Being an exotic island was now posing problems for the management in its plans for expansion. Their assessment was that the initial project had been successful for two main reasons: the elaborate training programme which had cost over Rs 2,000 per trainee, and the fact that they had been able to find at least fifty women willing to be trained. It was the presence of the well educated women which had made the training itself a serious and committed programme. Now there were plans for an evening or night shift, but the managers doubted whether more women would come forward to join the plant. The additional workforce would also have to be drawn from the surrounding villages if they were to avoid future labour trouble. Since it was unlikely that all of those women would come from a single village, each would have to travel alone at odd hours. Women with the requisite educational qualifications would probably come from relatively affluent rural homes and those families would probably be unwilling to send them under such circumstances. The managers too were wary of the risks posed for the women in this project.

The initial training exercise also seemed difficult to replicate. They themselves were now very busy running the ongoing operations, and this time they could not hope to get any Japanese help. Moreover, if there were no women in the next batch of trainees, they were worried that the whole group would be less disciplined or willing to undergo the routine. In spite of a ready market for their product, the managers were thus extremely ambivalent about their plans for further expansion.

Women workers

This would indeed be unfortunate because the work in the plant had been highly rewarding for the women workers. The plant was situated in an area with a considerable Muslim population, and eight of the women were Muslims. The rest were from families in which they were the first generation of women to get secondary education. Going to school had itself loosened some of their inhibitions. It had also meant that they were all unmarried at the age of 19 or 20, when they joined the plant. But it was the work that had given them the confidence to feel that they were as capable, if not better, than the men. They were quite sure that they could now tackle any new skills or techniques that the management might bring in. They were also quite firm about having a lifelong career: several had married since joining and a few had also had a baby, but none of them wanted to give the job up. The only thing they were worried about was the possibility of the plant closing down, and whether the skills that they had acquired would be adequate to get another job.

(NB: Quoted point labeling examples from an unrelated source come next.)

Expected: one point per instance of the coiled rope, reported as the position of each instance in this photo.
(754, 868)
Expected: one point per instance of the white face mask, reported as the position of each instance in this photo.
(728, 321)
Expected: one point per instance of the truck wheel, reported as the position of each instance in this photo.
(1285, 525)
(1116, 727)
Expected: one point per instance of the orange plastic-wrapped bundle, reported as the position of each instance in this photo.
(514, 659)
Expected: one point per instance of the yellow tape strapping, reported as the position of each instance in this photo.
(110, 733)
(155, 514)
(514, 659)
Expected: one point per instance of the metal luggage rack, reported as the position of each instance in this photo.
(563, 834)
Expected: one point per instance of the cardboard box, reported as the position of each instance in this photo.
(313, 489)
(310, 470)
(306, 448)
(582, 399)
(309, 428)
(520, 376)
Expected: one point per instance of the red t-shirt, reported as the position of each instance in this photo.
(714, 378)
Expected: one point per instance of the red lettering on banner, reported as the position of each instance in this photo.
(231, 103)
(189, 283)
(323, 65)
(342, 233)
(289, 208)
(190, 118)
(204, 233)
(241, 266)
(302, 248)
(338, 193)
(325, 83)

There were mixed reactions to the early morning physical exercise routine. Several felt embarrassed because local boys teased them, but others pointed out that this was important to create a mood for team work. It was interesting that all of them, including the Muslim girls, came to work on their own bicycles, although girls riding a bicycle are not a common phenomenon in West Bengal.

Views and practices regarding marriage had also undergone changes. One of the Muslim girls pointed out that in her family, two older sisters had been married without dowry as per Muslim traditions, but for her third sister her father had been forced to give a substantial dowry, because the custom was now making inroads in their community. She had decided that she was not going to be subjected to this, even if it meant her staying unmarried. On the other hand, one of the Hindu girls had married a man of her own choice and had insisted that her father should give her some cash instead of the usual ornaments and clothes, so that she and her husband can set up an independent household. There was an easy camaraderie between male and female workers, in spite of there being marked differences of class or religion. There was some giggling about a Muslim girl who was engaged to a Hindu fellow worker, but there was no shock at this breakdown of traditions. In another instance, one girl had been married off by her father, and has Rs 15,000 in dowry, which all the other women found shameful. Several said that they were saving a part of their salary in order to be able to marry whom they liked, and set up a home. It was therefore a pity that this very enriching experience was essentially a product of an alien hothouse and could not be expected to be easily reproduced on a larger scale.